BRIGHTON — The $500 award Pemayetv Emahakv Charter School students earned in the state’s “Literacy Changes Our World” contest in January paid off for the school, but more so for the beneficiaries of the students’ project, a small library in Africa.
Here’s a brief refresher on the winning service project: The students collected and sent more than 300 books, issues of The Seminole Tribune and other items to a newly built library in a small village in Zambia. PECS teacher Lydia Pell’s daughter and son-in-law, Bonnie and Brent Moser, were Peace Corps volunteers in Africa who got a grant to build the library. The school’s donation helped to fill its shelves.
Instructional coach Vicki Paige recently received a thank you letter from the village chief, a member of the Kagunda Community Library committee, who wrote on behalf of the entire community. He said the community wanted a library for everyone to use and was thankful for the work that went into building it.
“This library has brought change to the community of Kagunda to young boys and girls and school-going children,” wrote Village Chief Teddy Oaka. “Instead of going to the bars or doing bad things, they come to the library to read books and learn the computers. Not only school-going children but also farmers, they come to read agriculture books which are in the library. It is free for everyone.”
The letter was shared with the students, who were thrilled with the outcome of the project and were awestruck by the similarities they share with the African children.

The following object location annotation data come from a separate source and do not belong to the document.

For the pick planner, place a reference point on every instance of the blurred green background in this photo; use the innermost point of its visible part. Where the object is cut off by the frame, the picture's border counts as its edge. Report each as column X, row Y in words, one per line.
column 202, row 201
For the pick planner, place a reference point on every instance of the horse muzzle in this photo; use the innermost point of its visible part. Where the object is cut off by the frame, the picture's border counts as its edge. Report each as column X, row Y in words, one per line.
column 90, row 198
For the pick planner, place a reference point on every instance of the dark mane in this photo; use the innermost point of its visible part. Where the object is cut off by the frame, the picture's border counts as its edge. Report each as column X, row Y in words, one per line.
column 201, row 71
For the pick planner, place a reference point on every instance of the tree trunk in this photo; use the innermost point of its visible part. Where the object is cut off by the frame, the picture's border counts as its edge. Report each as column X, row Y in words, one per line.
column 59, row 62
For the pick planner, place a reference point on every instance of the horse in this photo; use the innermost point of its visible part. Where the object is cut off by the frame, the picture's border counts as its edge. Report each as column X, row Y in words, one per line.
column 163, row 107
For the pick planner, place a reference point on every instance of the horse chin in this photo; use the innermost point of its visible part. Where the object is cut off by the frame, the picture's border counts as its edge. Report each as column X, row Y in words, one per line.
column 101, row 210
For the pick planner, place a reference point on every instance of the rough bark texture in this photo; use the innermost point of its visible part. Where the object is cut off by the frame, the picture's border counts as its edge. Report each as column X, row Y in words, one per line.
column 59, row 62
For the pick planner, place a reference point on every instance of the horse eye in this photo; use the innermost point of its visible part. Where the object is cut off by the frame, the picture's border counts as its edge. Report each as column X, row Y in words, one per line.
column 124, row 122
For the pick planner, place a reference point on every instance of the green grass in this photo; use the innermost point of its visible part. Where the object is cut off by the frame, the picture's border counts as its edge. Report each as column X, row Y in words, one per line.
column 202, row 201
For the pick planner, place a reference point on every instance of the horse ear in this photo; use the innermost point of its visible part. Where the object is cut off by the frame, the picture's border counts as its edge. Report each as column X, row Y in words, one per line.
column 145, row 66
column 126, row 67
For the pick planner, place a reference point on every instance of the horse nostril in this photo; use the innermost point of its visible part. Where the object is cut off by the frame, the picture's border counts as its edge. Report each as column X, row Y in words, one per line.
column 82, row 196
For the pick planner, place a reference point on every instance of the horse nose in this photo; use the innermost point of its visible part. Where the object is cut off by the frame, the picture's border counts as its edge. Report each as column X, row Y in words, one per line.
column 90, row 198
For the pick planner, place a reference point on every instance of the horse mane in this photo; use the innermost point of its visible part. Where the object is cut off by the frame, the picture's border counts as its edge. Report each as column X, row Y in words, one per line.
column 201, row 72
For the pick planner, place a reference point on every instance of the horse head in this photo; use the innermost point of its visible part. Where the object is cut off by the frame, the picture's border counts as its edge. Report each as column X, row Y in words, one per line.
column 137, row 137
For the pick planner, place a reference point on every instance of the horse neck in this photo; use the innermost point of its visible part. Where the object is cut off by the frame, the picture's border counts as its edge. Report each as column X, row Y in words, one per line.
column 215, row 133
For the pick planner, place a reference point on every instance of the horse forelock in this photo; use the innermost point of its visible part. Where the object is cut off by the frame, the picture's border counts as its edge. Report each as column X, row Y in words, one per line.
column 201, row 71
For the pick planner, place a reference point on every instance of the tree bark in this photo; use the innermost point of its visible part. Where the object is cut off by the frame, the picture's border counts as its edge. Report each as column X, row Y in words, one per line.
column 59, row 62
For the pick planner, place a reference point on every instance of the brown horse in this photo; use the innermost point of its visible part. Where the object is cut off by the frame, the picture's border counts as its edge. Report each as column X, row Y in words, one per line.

“Their reaction was wonderful,” Paige said. “When the African children opened the boxes they were so amazed; they didn’t realize there were real Indians in the U.S. who also have a Tribe and a chief.”
The current Peace Corps volunteers in the village – the Mosers have moved on – used The Seminole Tribune to teach about the Tribe. Paige plans to continue corresponding with the village and will send more newspapers.
The result of the aptly named “Literacy Changes Our World” service project is that for the residents of the community of Kagunda, the world has indeed changed.